Alfredo Barretto, University of Buenos Aires,
acbarrettomdp@gmail.com PRIMARY
Nelson Amaya , University of Buenos Aires, nelmaya@gmail.com
Juan Orlowski, University of Buenos Aires,
orlowski@agro.uba.ar
Student Team: YES
Did you use data from both
mini-challenges? NO
Tableau
Excel
Sql Server
Infostat
Spss
Approximately
how many hours were spent working on this submission
in total?
60
May we post
your submission in the Visual Analytics Benchmark Repository after VAST
Challenge 2015 is complete? YES
Video:
Questions
MC1.1 – Characterize the attendance at DinoFun World
on this weekend. Describe up to twelve different types of groups at the park on
this weekend.
a.
How big is this type
of group?
b.
Where does this type of
group like to go in the park?
c.
How common is this
type of group?
d.
What are your other
observations about this type of group?
e.
What can you infer
about this type of group?
f.
If you were to make
one improvement to the park to better meet this
group’s needs, what would it be?
We selected 8 big groups in
order to describe most popular patterns of attractive attendance. Additionally,
we have also selected 4 small groups in order to
describe uncommon patterns that could be related to the crime.
Among the big groups we have:
Clusters 17, 11 and 2 are composed by 668, 458
and 557 IDs respectively. They mainly
showed preference by Thrill Rides (TR) and avoided Kiddie Land (KL) games
(Figure 1). Clusters were comprised by 5.9, 4.0 and 4.9% of
the IDs that attended this weekend. While cluster 11 also showed main
preferences for Shows and Entertainments (S&E) of Coaster Alley (CA) zone
and secondary preferences for Rides for Everyone (RfE)
games and food store 31, cluster 2 showed also main preferences for S&E
attractive 64 and secondary preferences for RfE
games. It can be inferred that most of these IDs are people who like adventure
and risk, that attended with no children. Improvements
that we suggest are 1) to place a rest room near Game 3 (TR) because the
nearest rest room is about 350 meters from this game, 2) to settle beer gardens
between attractive 48 - 31, 81 – 4 and 32 – 57 because the other beer places
are far of these zones.
Clusters 5 and 24 are composed
by 465 and 554 IDs respectively. Both clusters showed main preference by TR
games and while cluster 5 also preferred all S&E games cluster 24 only
preferred S&E 64 and 32 (Figure 1). Clusters were
comprised by 4.1 and 4.9% of the IDs that attended this weekend. Both
clusters showed a regular intermediate preference to the other games).
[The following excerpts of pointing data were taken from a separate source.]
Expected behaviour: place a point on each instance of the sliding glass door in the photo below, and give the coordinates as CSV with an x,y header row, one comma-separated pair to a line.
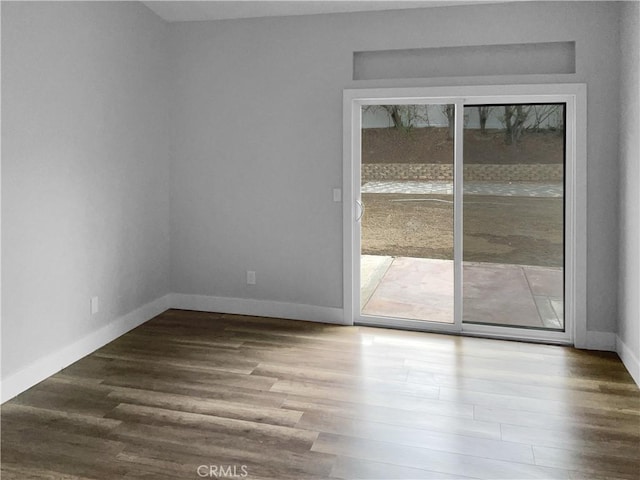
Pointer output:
x,y
513,204
406,254
460,217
It can be inferred that some of these IDs attended with
children and that tried to visit all the attractives
of the park. We suggest to place a S&E attractive
between TR games 5 and 3 as they are far away from a S&E attractive.
Clusters 10, 20 and 15 are composed by 440, 589
and 459 IDs respectively. They showed
clear preferences for some, not all, TR games and for other attractives.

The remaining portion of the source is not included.